Serbia needs efficient administration, says Tadic

Serbian President Boris Tadic said Friday that public administration in Serbia needs to be protected from political influences, but that the law also needs to prevent monopolization of jobs in the state administration.

Addressing the participants of a regional conference dubbed "Services, skills and capacity – challenges in building a modern public administration in Europe," Tadic pointed out the main task of public administration should be to answer how something can be done, and not to pose obstacles in people's way.

Public administration is one of the pillars of modern society and the state's credibility with citizens depends on it, he stressed at the event held at the National Bank of Serbia.

"We must have a politically neutral, professional public administration, but this does not mean its employees should be overprotected when it comes to their jobs, so that monopolization does not occur. We need to build competitiveness and an atmosphere in which people in public administration are required to put in more effort and show results," Tadic said.

A better state administration is the best way for the state to restore the trust of the people in the times of the economic crisis, according to Tadic.

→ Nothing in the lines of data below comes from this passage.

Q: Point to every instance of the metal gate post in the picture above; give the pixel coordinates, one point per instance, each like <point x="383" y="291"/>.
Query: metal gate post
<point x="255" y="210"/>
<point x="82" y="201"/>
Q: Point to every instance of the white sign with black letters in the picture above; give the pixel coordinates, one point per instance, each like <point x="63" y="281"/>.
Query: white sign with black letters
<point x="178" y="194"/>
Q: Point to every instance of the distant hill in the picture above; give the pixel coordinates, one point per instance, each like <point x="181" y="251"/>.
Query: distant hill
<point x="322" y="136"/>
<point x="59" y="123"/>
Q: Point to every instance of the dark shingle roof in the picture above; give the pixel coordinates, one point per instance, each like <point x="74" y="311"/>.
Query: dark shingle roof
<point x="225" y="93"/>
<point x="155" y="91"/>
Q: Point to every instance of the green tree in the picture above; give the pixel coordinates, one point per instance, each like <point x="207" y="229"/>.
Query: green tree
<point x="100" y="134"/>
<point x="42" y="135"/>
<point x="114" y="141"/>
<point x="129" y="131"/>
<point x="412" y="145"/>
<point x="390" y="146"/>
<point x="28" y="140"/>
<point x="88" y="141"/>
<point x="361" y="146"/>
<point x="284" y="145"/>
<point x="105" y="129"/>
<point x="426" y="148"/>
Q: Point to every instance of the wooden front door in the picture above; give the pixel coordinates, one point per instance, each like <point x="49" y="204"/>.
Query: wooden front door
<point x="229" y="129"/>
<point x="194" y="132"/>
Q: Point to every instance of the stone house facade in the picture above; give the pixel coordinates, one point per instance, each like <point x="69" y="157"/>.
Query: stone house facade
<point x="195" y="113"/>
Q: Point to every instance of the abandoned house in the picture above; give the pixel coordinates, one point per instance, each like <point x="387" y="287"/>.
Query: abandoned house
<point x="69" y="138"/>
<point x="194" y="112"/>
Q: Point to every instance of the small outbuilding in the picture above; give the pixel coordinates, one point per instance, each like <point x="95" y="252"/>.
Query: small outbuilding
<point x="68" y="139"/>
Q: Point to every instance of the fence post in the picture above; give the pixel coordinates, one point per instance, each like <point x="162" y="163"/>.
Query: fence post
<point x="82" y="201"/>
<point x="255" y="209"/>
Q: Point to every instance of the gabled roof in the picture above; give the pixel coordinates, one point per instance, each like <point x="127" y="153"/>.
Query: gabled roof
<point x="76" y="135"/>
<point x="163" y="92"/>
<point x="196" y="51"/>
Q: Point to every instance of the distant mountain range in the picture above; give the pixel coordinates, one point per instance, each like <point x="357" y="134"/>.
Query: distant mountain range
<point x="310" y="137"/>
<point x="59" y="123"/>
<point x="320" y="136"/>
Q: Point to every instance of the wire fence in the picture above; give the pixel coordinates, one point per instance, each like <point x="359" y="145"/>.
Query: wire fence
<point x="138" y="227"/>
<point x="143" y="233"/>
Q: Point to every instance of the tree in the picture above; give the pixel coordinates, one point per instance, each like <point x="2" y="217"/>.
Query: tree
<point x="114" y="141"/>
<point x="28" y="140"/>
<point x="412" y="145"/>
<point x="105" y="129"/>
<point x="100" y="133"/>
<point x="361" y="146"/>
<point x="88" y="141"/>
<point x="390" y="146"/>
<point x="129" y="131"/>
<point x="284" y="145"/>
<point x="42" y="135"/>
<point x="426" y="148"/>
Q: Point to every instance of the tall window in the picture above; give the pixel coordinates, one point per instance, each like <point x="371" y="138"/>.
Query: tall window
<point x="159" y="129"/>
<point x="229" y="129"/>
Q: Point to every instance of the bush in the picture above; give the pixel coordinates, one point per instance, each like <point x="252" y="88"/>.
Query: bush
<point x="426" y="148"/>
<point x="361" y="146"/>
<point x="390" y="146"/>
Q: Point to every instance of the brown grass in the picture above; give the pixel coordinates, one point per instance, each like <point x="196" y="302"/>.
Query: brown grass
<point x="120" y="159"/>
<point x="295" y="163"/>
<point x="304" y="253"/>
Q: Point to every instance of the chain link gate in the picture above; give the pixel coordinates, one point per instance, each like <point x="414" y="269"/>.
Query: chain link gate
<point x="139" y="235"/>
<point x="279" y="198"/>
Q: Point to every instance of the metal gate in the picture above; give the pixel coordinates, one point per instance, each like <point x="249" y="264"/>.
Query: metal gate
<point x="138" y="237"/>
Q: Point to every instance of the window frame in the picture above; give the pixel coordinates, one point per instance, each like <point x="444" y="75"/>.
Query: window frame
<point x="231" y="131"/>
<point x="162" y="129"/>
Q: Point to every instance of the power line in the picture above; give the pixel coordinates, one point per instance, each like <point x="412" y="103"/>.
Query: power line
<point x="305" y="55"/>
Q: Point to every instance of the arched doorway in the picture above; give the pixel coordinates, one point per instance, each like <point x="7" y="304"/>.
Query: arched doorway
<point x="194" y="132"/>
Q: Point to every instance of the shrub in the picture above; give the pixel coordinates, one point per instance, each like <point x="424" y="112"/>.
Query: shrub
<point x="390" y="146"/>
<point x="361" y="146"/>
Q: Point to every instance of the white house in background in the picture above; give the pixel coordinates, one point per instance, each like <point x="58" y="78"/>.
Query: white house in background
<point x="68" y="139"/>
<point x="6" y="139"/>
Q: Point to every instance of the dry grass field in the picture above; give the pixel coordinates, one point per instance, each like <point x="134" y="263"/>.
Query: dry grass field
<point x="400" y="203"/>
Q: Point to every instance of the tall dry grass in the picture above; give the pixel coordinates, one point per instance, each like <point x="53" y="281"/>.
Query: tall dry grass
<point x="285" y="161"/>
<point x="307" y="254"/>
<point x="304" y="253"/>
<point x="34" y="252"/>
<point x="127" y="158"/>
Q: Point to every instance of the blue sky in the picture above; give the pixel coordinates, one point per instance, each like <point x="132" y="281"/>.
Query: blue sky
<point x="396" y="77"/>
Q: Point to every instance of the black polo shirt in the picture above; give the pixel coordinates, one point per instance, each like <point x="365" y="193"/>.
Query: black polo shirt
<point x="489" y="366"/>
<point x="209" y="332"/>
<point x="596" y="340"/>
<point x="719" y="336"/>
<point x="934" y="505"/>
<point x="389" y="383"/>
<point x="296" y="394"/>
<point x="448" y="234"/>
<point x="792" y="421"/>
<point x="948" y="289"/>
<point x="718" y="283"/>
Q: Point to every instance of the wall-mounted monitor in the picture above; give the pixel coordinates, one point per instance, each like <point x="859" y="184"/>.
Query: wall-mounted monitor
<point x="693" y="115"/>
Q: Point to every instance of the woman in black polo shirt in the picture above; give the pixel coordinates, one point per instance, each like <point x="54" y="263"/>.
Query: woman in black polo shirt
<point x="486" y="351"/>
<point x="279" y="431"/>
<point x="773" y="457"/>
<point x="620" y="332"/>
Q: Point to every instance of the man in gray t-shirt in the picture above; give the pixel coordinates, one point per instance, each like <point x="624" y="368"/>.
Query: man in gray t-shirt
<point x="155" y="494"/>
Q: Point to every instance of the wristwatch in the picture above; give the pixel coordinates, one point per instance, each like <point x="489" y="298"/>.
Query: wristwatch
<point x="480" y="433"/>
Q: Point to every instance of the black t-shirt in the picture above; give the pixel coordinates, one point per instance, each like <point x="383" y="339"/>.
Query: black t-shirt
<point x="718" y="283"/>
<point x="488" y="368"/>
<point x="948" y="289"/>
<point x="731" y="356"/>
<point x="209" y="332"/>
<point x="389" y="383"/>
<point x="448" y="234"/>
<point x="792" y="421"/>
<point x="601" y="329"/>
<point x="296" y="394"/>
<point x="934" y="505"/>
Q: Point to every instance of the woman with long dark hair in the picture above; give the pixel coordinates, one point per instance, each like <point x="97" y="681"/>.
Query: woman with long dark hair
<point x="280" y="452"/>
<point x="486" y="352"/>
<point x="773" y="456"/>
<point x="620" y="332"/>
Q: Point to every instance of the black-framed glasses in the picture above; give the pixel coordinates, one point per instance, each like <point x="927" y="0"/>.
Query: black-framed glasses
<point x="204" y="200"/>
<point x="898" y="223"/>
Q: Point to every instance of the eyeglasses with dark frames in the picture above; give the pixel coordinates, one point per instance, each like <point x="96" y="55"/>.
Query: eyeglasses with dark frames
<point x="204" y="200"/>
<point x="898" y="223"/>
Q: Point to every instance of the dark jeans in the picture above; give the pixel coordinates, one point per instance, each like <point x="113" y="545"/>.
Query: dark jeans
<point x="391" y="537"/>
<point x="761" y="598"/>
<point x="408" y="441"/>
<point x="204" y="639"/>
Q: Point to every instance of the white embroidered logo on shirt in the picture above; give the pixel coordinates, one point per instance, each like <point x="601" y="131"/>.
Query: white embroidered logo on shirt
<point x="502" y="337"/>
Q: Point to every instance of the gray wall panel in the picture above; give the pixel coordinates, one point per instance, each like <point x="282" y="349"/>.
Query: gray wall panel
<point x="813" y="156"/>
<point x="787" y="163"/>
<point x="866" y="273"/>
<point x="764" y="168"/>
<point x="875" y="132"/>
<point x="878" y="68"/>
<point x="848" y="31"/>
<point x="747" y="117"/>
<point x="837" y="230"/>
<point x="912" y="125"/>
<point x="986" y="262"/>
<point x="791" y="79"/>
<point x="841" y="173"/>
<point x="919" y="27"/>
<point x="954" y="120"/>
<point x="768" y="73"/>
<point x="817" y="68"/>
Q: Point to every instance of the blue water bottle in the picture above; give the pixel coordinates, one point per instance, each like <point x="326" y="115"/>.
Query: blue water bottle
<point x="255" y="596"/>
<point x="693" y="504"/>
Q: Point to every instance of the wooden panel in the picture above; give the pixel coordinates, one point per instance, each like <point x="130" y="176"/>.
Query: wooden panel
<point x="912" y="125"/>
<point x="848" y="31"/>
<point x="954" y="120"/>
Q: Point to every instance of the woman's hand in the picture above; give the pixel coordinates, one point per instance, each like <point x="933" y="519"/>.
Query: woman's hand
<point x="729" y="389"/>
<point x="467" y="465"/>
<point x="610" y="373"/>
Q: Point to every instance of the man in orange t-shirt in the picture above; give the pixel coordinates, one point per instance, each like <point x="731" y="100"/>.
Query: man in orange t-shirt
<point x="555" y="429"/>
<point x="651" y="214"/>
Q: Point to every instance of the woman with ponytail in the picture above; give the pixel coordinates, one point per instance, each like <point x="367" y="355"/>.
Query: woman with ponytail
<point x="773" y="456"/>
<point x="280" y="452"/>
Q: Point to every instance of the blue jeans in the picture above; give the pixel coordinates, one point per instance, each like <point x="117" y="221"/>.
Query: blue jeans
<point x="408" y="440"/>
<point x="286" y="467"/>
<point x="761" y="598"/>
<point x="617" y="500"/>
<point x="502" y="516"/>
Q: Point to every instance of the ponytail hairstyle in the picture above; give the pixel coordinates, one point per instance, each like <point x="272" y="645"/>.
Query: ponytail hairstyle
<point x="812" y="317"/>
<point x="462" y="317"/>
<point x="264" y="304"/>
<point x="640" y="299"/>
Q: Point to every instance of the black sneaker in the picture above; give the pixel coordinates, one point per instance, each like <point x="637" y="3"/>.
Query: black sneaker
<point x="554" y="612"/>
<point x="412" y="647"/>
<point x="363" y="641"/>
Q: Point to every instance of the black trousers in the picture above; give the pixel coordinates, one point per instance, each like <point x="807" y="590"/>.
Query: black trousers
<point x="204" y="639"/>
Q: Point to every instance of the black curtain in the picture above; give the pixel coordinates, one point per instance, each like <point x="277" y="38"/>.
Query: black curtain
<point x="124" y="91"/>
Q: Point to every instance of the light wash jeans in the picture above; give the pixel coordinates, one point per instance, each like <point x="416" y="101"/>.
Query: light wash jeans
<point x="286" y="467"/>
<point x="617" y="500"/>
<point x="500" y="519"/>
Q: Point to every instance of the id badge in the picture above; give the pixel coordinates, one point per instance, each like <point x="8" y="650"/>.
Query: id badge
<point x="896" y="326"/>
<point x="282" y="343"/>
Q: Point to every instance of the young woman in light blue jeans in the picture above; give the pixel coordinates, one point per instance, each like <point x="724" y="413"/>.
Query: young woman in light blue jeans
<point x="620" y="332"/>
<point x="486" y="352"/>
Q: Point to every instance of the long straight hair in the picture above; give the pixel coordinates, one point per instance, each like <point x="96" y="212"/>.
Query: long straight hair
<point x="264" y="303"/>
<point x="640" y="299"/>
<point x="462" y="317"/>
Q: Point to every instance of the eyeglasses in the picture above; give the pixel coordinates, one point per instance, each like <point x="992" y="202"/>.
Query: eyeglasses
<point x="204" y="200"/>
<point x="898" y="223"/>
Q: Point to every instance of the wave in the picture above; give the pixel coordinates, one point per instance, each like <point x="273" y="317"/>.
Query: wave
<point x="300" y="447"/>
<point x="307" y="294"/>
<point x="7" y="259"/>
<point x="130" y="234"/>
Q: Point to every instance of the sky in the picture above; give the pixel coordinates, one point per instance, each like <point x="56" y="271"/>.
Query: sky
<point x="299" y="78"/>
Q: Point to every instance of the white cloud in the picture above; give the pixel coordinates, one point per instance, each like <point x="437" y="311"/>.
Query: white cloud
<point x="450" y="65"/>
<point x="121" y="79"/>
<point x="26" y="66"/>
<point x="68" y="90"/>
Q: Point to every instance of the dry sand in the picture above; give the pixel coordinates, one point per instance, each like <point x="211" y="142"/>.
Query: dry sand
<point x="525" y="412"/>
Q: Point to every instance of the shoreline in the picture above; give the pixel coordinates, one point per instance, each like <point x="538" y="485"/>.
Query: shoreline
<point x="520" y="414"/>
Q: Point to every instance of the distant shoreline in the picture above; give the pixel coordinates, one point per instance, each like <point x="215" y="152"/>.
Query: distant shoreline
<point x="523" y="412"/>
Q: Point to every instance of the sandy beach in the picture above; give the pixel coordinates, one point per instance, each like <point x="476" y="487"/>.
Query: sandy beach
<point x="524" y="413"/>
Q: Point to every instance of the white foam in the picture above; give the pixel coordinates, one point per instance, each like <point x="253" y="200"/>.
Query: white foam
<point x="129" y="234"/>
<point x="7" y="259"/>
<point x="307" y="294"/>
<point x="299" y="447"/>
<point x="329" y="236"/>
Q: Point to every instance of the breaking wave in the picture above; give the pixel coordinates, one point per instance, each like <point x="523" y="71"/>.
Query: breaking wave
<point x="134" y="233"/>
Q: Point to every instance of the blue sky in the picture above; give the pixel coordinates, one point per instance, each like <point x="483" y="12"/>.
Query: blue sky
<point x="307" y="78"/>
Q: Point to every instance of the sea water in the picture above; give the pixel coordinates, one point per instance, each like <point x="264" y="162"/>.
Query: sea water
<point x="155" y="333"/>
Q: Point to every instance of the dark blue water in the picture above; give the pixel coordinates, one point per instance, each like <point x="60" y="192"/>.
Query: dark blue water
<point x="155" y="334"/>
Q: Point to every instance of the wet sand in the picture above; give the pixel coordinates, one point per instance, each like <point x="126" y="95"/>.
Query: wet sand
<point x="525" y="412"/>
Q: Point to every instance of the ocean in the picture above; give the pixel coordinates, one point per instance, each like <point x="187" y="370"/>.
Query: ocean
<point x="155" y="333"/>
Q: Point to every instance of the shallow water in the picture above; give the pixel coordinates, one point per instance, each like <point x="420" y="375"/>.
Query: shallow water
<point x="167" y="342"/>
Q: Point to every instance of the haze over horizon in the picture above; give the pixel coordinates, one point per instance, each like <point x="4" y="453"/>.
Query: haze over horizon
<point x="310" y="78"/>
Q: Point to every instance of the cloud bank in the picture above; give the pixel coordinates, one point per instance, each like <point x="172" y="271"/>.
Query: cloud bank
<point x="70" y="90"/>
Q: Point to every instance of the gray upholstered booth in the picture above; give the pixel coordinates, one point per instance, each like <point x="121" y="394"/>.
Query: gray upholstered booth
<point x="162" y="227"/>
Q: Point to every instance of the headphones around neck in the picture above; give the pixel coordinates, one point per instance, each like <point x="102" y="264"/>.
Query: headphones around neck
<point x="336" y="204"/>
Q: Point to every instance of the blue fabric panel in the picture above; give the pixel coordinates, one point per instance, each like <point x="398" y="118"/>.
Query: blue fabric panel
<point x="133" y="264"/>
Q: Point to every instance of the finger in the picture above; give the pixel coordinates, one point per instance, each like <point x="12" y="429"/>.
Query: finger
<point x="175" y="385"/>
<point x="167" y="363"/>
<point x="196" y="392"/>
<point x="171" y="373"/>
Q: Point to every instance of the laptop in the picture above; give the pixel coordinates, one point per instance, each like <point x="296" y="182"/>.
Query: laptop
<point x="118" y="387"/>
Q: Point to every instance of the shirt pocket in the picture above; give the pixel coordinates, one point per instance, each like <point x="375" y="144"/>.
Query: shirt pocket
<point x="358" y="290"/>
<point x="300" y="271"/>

Countries in South East Europe can help each other in the process of public administration reform, because this raises the credibility of the entire region, Tadic said.

"Administration should be turned into a factor of development instead of an impediment," Tadic stressed.

"It is not possible to reform a country without reforming public administration, because public administration is the bloodstream of a country," Tadic explained.

The Serbian president concluded that, under the contemporary political and economic circumstances, the European Commission needs to find its own solutions for the problems in the EU, and countries in the region must do their part to continue reform processes and improve the working of their societies.